- Culinary career
- Current restaurant Mandarin Oriental Landmark Hotel in Hong Kong;

= Richard Ekkebus =

Executive chef in Hong Kong

Richard Ekkebus is the Culinary Director of Mandarin Mandarin Oriental, The Landmark Hong Kong and its fine dining restaurant, Amber. The restaurant was awarded three Michelin Stars in 2025.

==Biography==
Ekkebus began as an apprentice under Michelin-starred chefs Hans Snijders and Robert Kranenborg in the Netherlands. He won the prestigious Golden Chefs Hat for ‘Young Chef of the Year’ while he was in the Netherlands. He then further honed his skills under the tutelage of Pierre Gagnaire, Alain Passard and Guy Savoy.

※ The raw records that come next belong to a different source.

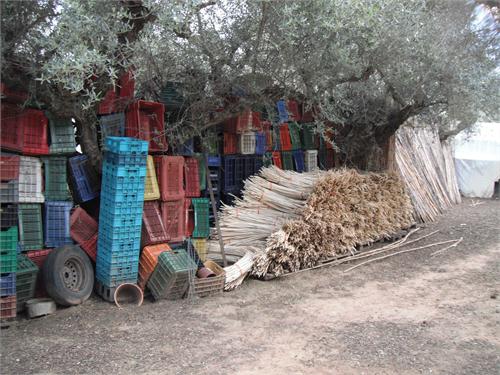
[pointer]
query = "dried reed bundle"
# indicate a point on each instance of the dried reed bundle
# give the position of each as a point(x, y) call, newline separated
point(427, 169)
point(346, 208)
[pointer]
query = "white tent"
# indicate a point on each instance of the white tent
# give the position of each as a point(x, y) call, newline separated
point(477, 160)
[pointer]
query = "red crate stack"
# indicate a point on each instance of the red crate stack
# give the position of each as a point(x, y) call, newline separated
point(153, 230)
point(24, 130)
point(266, 127)
point(286, 142)
point(35, 129)
point(189, 215)
point(108, 103)
point(191, 178)
point(10, 132)
point(276, 155)
point(144, 120)
point(9, 167)
point(170, 173)
point(174, 219)
point(83, 229)
point(230, 143)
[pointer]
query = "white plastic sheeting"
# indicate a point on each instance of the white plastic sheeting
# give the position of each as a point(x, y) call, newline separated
point(477, 161)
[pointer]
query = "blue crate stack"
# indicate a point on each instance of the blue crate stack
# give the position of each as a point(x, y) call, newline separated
point(120, 216)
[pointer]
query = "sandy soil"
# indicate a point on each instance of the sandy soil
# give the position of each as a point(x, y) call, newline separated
point(408, 314)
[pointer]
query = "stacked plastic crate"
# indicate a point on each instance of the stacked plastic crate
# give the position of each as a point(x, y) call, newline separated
point(58, 199)
point(120, 216)
point(24, 133)
point(245, 141)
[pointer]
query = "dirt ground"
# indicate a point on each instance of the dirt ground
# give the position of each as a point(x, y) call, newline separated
point(408, 314)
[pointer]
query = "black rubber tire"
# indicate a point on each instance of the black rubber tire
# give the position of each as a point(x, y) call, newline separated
point(68, 275)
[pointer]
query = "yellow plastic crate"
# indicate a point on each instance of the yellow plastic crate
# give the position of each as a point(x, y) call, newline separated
point(151, 189)
point(200, 244)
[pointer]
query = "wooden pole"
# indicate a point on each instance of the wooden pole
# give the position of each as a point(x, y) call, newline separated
point(214, 209)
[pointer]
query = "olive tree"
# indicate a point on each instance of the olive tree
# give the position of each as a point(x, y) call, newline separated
point(363, 67)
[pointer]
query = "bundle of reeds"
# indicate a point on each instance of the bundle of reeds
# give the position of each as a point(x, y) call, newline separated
point(345, 209)
point(426, 166)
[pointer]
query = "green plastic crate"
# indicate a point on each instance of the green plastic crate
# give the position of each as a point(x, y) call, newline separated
point(201, 217)
point(26, 275)
point(287, 160)
point(30, 226)
point(170, 279)
point(308, 137)
point(294, 130)
point(62, 136)
point(202, 171)
point(8, 250)
point(56, 181)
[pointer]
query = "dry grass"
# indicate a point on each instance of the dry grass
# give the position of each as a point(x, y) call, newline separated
point(345, 209)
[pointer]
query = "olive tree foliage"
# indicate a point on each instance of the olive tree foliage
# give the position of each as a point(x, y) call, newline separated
point(363, 67)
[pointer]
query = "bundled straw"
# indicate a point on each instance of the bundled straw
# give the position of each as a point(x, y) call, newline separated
point(426, 166)
point(345, 209)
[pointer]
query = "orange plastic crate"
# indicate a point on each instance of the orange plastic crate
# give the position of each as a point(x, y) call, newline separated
point(286, 142)
point(276, 155)
point(170, 174)
point(148, 262)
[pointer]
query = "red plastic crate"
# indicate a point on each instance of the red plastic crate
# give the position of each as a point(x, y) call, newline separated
point(35, 129)
point(170, 172)
point(90, 247)
point(11, 134)
point(286, 142)
point(8, 307)
point(153, 230)
point(38, 256)
point(82, 226)
point(293, 110)
point(127, 86)
point(189, 217)
point(9, 167)
point(276, 155)
point(230, 144)
point(191, 177)
point(266, 127)
point(145, 120)
point(174, 219)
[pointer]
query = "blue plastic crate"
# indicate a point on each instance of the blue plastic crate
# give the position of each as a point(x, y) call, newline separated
point(8, 285)
point(259, 162)
point(240, 171)
point(249, 166)
point(57, 223)
point(282, 111)
point(117, 275)
point(129, 252)
point(125, 160)
point(114, 219)
point(86, 184)
point(298, 160)
point(229, 172)
point(214, 161)
point(260, 143)
point(125, 233)
point(125, 171)
point(126, 145)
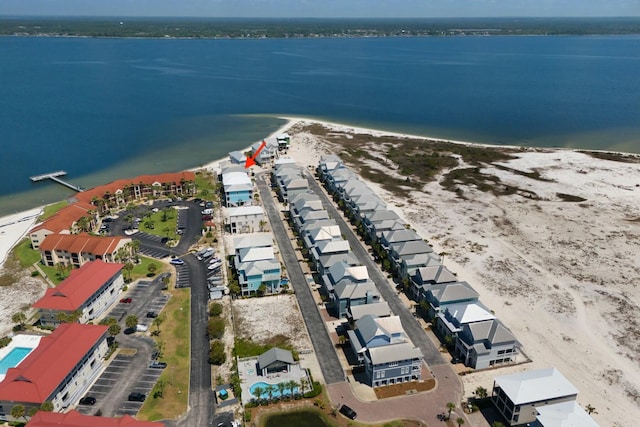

He then became the executive chef at the Royal Palm Hotel in Mauritius. After seven years, he then took on the executive chef position at The Sandy Lane in Barbados.

Ekkebus has cooked for top international celebrities such as Michael Jordan, Tiger Woods, Beyoncé and Andrew Lloyd Webber.

His signature creations include transparent Gillardeau oysters and cucumber ravioli; Anjou pigeon, green pistachio foam, minced leg samosa, turnips caramelized mellow grey shallots, banyuls and chocolate emulsion; black truffle and foie gras sushi; and iced pandan leaf sabayon with ginger ice-cream and cashew brittle.

Dishes created by Richard Ekkebus will be served to KLM's World Business Class passengers from 1 December 2012 until the end of September 2013 on all intercontinental flights out of Amsterdam. A new development is that Richard Ekkebus’s dishes will also be served on flights out of Hong Kong.